Over the past decade these direct-to-consumer – or DTC – companies have drastically “disrupted” the traditional retail model. “From Warby Parker (eyeglasses) to Everlane (clothing) to Casper (mattresses) and The Honest Company (baby and beauty products), this first generation of DTC companies was defined by borrowed supply chains, web-only retail, direct distribution, social media marketing, and a specific visual brand identity that favored sans-serif type, pastel color palettes, and scalable logos that were easily adapted to a variety of digital media,” as Harvard Business Review put it last month. 

Cutting out the middleman, bringing formerly outsourced elements of the supply chain in-house, and garnering themselves “unicorn” status in the process, these brands won over consumers and investor, alike, with some analysts considering them “to be among the strongest in retail.” 

Yet, as HBR’s Len Schlesinger, Matt Higgins and Shaye Roseman wrote recently, “many of those businesses are looking less viable than they once were,” pointing to Casper’s February IPO, which “valued the company approximately $600,000 lower than its last private fundraising round;” Brandless’ shuttering; Glossier’s suspension of “its color cosmetics line Play after lackluster sales;” and Outdoor Voices’ “reported $2 million monthly burn rate on $40 million of annual sales.” 

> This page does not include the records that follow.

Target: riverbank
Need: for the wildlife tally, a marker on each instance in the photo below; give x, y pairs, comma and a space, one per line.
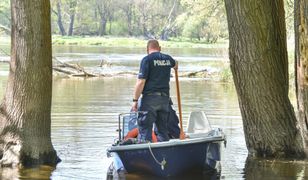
130, 42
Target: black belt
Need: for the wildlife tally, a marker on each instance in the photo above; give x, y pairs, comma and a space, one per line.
157, 94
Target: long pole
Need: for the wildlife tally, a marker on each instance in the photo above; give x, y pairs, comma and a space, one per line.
182, 135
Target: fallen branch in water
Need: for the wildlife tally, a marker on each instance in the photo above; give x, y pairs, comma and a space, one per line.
71, 69
202, 73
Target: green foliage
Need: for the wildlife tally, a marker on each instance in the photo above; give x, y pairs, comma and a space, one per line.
193, 20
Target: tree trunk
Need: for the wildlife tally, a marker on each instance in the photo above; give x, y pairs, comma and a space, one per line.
72, 13
59, 20
129, 14
301, 63
164, 35
102, 26
25, 110
259, 64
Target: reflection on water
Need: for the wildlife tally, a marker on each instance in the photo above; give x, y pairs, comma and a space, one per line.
84, 120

These striking events – paired with a larger influx of competitors in the space and rising costs (including for social media advertising) – all came before the onset of COVID-19 in the U.S. 

Now, as “sales continue to shift from nice-to-have products to must-have products,” CNBC reports that new analysis suggests that DTC brands are “preparing to see steep sales declines [with] COVID-19 [potentially being] what puts some of these companies out of business altogether,” various venture capitalists have projected, since most of these brands and their products “fall under the nonessential category.” 

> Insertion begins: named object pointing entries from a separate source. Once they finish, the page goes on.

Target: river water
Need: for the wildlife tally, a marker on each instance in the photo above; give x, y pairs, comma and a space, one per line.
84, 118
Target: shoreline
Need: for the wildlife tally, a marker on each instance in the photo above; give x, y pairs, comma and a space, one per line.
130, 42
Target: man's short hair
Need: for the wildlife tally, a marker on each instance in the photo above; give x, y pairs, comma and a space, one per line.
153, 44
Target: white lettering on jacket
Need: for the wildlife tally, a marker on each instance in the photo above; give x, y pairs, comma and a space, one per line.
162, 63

The basis for Orozco’s concerns? Already-slowing sales growth, for one thing. “In 2020, DTC sales are forecast by the firm to grow 24.3 percent to $17.75 billion, slowing from 33.1 percent growth last year, and down from 56.5 percent growth in 2018,” according to eMarketer’s data. Amazon’s growing dominance does not help, either. The $1 trillion retail behemoth “is expected to account for 60% of U.S. e-commerce sales in 2020, making it even more of a challenge for disruptors to carve out their slice of the market.”

Not all is lost, though. There is “some optimism in the start-up industry for the brands that can effectively communicate with customers during this pandemic, and not overuse promotions to reel customers in, which eat into profits,” according to CNBC. “The question — still open for debate — is which ones” can withstand this global health crisis, which is leaving nary a brand unscathed, not even the buzziest DTC ones.